Puebla, Mexico – Music sounds on every corner of Vienna, but there is only one place a person can go to virtually direct the philharmonic or compose a waltz – the House of Music, a groundbreaking project that will soon be duplicated in Mexico.
The new Vienna House of Music will be housed in an old textile factory in Puebla, converted into the first replica of the "Haus der Musik" with all its innovative, entertaining programs for enjoying and learning about music.
An example of its attractions is the "virtual director," the dream of any would-be maestro who will never be able to mount the real podium of the Vienna Philharmonic. A video of the orchestra’s musicians reacts to the rhythm and indications of the baton, and at the end rewards the director with applause if the performance was good, or jeers if it was bad.
"The idea is to send forth from the world from Vienna, the capital of music, our way of teaching sound and music," Simon Posch, director of Europe’s only museum dedicated to this art, said. On all of its six floors, this institution linked to the Vienna Philharmonic involves visitors in the world of classical and contemporary music.

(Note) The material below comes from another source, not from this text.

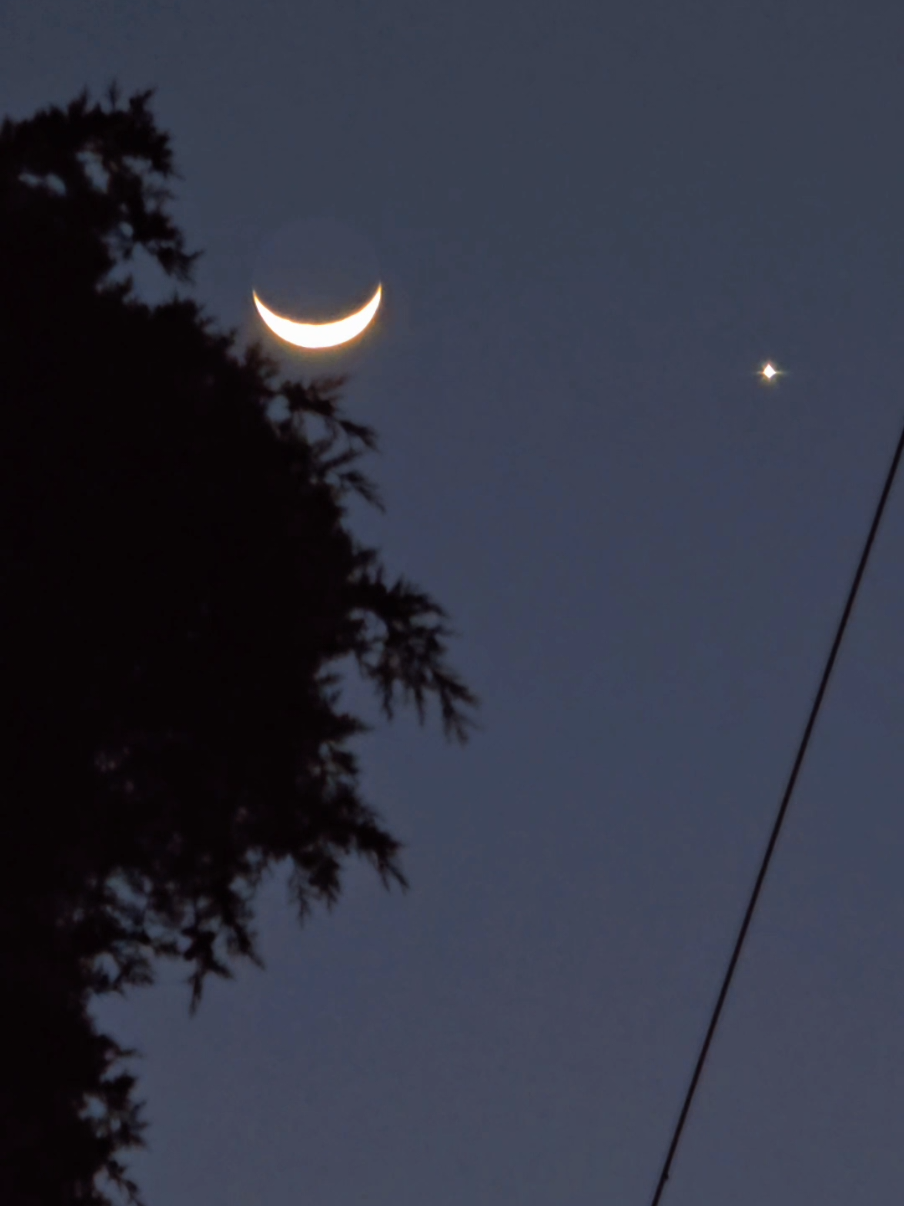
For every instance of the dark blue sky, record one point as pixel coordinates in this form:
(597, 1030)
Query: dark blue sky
(593, 223)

Visitors can learn all about such legendary composers as Haydn, Mozart, Beethoven, Schubert, Strauss and Strauss the Younger, Mahler, and the master of atonality, Arnold Schoenberg, all with strong ties to Vienna.
After several years deciding where to found a second House of Music, a proposal come from Mexico’s Puebla state government, Posch said. The La Constanza complex, built in 1835, is today the national seat of the Esperanza Azteca symphony orchestras, a musical project for needy youths and children.